Al-Qur'an sendiri mengabadikan perjuangan Nabi Zakariya AS sebagai seorang hamba yang senantiasa berdoa kepada Allah. Dalam Surat Maryam ayat 4, ia berkata:
"Ya Tuhanku, sesungguhnya tulangku telah lemah dan kepalaku telah dipenuhi uban, dan aku belum pernah kecewa dalam berdoa kepada-Mu, ya Tuhanku."
Selain kisah para nabi, sejarah Islam juga mengenang wafatnya Siti Khadijah sebagai salah satu kehilangan terbesar bagi Rasulullah SAW.

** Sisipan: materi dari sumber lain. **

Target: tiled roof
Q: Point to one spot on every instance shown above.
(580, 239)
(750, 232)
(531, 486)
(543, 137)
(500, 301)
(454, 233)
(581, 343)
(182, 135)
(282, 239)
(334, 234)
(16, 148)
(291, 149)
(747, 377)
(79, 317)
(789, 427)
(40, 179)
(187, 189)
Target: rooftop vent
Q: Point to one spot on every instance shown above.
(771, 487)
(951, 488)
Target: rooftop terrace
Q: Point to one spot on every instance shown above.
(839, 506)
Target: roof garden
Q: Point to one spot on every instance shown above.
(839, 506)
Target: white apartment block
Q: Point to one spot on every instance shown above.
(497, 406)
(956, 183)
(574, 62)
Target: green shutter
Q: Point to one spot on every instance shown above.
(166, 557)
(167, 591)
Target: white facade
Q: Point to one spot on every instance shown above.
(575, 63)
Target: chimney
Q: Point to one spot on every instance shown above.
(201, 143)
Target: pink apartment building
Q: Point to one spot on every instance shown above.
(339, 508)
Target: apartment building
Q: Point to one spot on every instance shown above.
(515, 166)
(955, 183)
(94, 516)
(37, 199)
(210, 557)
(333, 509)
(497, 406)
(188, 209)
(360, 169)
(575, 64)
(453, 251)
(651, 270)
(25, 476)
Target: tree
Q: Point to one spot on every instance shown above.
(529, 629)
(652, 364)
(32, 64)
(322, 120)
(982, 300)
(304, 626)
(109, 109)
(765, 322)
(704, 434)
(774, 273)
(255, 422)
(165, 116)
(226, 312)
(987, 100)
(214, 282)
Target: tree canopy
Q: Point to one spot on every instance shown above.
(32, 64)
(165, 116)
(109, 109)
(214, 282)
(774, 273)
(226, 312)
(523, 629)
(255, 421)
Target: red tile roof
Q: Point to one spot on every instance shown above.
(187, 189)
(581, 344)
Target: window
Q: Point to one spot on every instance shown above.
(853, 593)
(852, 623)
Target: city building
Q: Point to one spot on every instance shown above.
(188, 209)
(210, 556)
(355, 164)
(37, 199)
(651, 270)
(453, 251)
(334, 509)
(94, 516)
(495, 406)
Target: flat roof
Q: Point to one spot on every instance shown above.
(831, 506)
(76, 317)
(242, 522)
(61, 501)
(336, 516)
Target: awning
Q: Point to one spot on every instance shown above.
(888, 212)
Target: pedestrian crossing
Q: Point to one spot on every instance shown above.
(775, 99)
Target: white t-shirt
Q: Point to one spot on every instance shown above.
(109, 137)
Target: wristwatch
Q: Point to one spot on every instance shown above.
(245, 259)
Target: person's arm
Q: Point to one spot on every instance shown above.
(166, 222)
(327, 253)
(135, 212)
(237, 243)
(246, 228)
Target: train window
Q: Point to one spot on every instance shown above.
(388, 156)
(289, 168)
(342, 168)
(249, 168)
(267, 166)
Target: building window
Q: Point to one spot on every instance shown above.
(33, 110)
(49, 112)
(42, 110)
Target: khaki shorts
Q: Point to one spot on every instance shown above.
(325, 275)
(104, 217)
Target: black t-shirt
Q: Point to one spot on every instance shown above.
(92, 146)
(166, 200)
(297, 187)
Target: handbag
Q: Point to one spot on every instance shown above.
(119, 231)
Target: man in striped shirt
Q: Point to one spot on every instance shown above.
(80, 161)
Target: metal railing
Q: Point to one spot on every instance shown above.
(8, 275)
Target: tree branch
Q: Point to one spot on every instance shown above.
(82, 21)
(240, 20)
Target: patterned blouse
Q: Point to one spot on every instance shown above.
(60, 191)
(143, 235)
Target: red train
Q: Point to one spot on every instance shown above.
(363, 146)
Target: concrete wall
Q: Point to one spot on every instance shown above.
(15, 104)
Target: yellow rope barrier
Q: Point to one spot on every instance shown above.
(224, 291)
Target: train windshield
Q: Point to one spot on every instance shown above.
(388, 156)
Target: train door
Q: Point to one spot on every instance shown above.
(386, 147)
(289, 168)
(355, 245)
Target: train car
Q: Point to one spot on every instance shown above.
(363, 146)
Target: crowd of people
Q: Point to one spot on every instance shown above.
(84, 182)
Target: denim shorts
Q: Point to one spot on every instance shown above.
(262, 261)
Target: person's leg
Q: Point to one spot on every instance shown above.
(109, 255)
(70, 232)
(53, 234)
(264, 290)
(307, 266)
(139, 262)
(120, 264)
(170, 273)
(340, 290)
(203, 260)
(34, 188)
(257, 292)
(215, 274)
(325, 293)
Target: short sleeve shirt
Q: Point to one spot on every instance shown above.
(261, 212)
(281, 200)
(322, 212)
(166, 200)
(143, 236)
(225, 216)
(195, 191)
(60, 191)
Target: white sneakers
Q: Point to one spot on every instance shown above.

Siti Khadijah merupakan istri pertama Nabi Muhammad SAW dan termasuk orang pertama yang menyatakan keimanannya kepada Allah SWT dan Rasul-Nya. Ia tidak hanya menjadi pendamping Rasulullah SAW, tetapi juga memberikan dukungan besar ketika dakwah Islam masih menghadapi tekanan berat di Mekah.
Sebelum menikah dengan Rasulullah SAW, Khadijah dikenal sebagai perempuan terpandang, cerdas, dan berhasil dalam dunia perdagangan. Ia juga dikenal dengan gelar At-Tahira yang berarti perempuan suci.
Siti Khadijah wafat pada 619 M dalam usia sekitar 64 atau 65 tahun. Kepergiannya terjadi tidak lama setelah wafatnya Abu Thalib, paman Rasulullah SAW. Dua kehilangan tersebut menjadi pukulan berat bagi Rasulullah SAW sehingga periode itu kemudian dikenang sebagai salah satu masa penuh duka dalam perjalanan dakwah beliau.